Authors: Isaac. L. Esquivel, Michael J. Starek, Sorin Popescu, Michael J. Brewer, and Robert N. Coulson
Pages: 79-90
Arthropod Management

The use of unmanned aircraft systems (UAS) delivering imaging technologies in agricultural settings has become more prevalent over the past five years and is growing in pest management programs. Here, spectral data from a three-band consumer-grade camera with a filter to obtain Near Infrared (NIR) data, mounted on a fixed-winged UAS, was used to assess the ability to detect cotton fleahopper, Pseudatomoscelis seriatus (Reuter) (Hemiptera: Miridae), injury to immature fruiting bodies on cotton. In a small plot experiment conducted two years and two planting periods each year, cotton fleahopper densities were manipulated with insecticide. Variable populations of cotton fleahopper across the plots were achieved in 2015, ranging between 0 and 3.5 cotton fleahopper-days over a five-week period when squares were forming.
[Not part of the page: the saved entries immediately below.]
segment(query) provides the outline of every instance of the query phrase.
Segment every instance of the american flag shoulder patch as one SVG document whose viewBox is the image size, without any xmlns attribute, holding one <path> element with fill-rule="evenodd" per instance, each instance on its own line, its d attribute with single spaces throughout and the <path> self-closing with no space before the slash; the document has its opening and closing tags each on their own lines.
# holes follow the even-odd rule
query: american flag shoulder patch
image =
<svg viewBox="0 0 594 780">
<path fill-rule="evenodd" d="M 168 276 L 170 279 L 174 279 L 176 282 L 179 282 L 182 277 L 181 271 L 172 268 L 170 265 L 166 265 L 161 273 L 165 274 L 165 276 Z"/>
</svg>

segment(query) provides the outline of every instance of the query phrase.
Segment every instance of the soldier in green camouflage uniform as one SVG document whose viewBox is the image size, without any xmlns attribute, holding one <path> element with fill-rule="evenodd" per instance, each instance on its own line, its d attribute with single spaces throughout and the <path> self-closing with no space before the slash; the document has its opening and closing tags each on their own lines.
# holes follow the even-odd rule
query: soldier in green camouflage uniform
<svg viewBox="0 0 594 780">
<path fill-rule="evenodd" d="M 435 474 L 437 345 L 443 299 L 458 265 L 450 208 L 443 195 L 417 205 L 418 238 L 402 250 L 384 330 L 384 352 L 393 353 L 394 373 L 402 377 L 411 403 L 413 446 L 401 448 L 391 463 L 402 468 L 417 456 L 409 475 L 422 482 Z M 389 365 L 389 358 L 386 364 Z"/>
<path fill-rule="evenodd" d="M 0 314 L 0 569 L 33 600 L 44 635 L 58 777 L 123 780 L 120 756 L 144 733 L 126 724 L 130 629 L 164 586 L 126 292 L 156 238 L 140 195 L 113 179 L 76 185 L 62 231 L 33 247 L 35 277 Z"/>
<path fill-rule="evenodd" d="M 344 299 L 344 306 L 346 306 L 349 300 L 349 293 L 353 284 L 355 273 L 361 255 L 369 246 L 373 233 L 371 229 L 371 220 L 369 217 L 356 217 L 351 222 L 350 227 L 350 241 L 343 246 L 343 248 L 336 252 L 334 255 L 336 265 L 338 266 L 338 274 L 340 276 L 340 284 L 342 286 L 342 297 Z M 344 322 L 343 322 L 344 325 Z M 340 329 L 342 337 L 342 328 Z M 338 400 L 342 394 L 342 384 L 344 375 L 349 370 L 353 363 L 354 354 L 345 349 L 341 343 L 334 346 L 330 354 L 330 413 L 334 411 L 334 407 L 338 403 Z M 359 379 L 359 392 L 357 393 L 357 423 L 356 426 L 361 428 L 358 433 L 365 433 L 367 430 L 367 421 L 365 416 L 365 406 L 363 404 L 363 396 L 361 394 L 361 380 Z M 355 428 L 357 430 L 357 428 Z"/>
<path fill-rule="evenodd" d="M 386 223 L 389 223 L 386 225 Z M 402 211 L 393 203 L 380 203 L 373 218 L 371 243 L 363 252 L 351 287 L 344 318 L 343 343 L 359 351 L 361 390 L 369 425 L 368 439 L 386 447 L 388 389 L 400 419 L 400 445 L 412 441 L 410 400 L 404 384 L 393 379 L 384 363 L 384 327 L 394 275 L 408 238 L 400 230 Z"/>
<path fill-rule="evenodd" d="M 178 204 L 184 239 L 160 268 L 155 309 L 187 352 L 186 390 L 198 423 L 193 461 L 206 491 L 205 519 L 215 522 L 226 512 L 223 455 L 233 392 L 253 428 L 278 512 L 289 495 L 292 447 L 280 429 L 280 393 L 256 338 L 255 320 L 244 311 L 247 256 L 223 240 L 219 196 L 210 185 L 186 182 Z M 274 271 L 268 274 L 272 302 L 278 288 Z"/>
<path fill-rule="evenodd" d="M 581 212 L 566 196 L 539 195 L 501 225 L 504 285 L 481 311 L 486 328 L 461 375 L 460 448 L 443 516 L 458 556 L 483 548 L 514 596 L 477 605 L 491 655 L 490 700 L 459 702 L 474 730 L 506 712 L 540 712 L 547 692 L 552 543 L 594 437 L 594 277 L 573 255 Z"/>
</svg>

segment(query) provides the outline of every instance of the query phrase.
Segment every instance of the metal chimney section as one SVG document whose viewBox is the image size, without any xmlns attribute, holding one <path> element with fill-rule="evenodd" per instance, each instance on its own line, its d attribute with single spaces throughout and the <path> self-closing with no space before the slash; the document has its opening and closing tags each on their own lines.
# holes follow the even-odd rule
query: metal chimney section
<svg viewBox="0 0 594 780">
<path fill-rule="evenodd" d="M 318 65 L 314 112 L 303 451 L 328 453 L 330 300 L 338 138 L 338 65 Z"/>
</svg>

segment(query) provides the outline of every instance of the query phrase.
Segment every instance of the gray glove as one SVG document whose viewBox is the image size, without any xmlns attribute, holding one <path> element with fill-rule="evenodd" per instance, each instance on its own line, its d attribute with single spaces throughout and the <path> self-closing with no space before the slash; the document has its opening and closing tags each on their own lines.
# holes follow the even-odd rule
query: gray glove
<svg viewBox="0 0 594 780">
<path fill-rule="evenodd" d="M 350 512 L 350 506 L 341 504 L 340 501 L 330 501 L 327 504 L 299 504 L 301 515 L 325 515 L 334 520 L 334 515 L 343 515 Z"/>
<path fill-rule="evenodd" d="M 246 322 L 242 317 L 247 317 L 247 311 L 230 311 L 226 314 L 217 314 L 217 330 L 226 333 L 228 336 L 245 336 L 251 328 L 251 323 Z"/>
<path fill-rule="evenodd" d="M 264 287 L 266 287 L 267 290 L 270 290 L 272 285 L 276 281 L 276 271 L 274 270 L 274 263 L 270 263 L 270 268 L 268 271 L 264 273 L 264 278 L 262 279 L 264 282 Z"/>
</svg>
Derived from spectral data of multiple UAS flights, unexpected but inconsistent trends (by regression analysis) of increasing Normalized Difference Vegetation Index (NDVI), values with increasing cotton fleahopper days were detected in both plantings and years (five of 12 regressions were significant). Our preliminary data suggest that differences in cotton fleahopper activity on cotton may be reflected in NDVI values using a modified consumer-grade camera in-season. But the interpretation of NDVI may be complicated by the feeding site of cotton fleahopper, leading to unexpected and inconsistent regressions. Exploration of image resolution and bandwidth to define optical sensor needs appears important for cotton fleahopper, given its feeding habitat and injury to cotton. The application of UAS-derived remotely sensed data to detect insect-induced plant stress continues to have merit, but a merging of best suited UAS technology to the needs of detecting insect-induced cotton stress will be a research-intensive endeavor.